The casting was outstanding. Little Adelaide and Zora look similar to Lupita! I even thought that the actors playing the little girls may be related, but nope, the casting director is just that good.

Us did surprise me in sharing an introductory homage moment reminiscent of one of the multiple opening scenes in Gasper Noe’s Climax. Both films were released in the United States at roughly the same time, are horror movies, but belong to very different schools of horror and country origins, yet Noe and Peele definitely drink from the same pool. Books and VHS tapes tightly frame the television as something plays on screen. These books and VHS tapes are Noe and Peele’s version of a cameo and reflect what cultural products influenced them and specifically this movie. Please let me know if other movies have a scene similar to this one. Both movies center dancers.

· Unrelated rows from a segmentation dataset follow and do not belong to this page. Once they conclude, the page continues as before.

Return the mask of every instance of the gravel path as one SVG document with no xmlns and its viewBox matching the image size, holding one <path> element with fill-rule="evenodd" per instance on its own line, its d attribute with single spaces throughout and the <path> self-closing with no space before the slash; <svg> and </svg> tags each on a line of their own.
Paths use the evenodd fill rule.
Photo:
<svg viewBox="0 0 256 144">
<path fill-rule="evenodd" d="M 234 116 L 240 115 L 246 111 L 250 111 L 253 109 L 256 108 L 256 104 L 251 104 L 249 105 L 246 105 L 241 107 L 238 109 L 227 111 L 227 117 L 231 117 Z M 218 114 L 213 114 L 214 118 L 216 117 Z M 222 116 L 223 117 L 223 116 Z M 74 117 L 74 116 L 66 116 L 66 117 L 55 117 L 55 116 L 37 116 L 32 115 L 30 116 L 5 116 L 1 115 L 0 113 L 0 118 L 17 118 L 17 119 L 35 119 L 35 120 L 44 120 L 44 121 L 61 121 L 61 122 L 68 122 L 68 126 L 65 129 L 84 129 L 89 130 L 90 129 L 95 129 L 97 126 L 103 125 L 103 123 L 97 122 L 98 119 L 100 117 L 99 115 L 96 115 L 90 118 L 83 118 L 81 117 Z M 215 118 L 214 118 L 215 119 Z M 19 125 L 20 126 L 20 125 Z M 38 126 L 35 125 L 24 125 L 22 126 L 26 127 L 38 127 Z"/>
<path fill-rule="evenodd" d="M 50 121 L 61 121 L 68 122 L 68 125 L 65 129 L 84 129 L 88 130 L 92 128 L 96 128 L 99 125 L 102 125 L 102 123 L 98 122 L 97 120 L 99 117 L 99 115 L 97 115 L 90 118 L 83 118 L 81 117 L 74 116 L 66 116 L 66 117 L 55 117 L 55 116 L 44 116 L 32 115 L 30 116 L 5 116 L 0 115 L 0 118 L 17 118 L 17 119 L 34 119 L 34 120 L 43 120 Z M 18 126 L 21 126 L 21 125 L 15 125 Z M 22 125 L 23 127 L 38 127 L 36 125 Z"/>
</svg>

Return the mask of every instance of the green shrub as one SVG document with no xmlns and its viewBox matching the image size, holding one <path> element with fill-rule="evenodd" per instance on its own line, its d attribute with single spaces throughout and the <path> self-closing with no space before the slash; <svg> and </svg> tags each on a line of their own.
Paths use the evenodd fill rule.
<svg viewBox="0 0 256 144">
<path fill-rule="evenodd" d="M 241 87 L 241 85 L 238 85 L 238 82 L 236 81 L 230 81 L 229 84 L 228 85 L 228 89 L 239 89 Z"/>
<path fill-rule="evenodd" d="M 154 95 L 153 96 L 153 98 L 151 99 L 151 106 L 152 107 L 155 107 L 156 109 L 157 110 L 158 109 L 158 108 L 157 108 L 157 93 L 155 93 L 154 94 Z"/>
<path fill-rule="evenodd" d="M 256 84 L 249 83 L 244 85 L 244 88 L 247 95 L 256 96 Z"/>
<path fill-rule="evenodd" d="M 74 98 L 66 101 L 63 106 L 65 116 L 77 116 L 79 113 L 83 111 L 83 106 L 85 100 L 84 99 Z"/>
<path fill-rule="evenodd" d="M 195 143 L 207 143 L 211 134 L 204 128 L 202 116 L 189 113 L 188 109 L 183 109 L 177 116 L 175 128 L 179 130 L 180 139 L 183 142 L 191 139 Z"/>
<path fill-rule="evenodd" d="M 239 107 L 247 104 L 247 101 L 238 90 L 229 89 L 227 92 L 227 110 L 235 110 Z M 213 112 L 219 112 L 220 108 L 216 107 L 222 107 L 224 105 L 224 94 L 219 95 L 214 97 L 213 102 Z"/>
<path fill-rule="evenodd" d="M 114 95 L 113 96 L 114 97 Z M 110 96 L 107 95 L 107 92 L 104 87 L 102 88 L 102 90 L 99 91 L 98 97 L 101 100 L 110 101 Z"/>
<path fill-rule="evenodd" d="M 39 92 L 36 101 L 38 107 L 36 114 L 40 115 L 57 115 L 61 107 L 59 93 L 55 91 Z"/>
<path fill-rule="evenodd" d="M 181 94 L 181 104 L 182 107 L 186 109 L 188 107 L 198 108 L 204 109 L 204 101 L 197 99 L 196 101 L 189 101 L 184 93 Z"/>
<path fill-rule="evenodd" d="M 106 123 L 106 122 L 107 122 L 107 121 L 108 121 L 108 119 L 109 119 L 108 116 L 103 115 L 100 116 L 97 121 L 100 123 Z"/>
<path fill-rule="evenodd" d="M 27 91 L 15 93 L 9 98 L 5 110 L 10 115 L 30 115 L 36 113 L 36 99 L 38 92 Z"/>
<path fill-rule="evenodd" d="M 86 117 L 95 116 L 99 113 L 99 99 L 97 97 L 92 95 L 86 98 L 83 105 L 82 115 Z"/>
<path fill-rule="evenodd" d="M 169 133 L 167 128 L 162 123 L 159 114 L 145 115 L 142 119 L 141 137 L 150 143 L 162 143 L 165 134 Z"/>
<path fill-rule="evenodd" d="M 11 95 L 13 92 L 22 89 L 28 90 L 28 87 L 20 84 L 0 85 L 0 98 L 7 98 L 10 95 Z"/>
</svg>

I really enjoyed Us, but I don’t think that it will hold up under similar intense scrutiny that Get Out did. There were too many dangling threads, the third act was not tight enough, and the themes weren’t fully explored. If you like a solid, tense, beautiful and evocative story, definitely see it, but It felt like a solid, almost finished draft, but needed a little more work to reach perfection. If another director was at the helm, it would hurt the movie, but Peele is so good that his drafts are better than the average filmmakers finished product.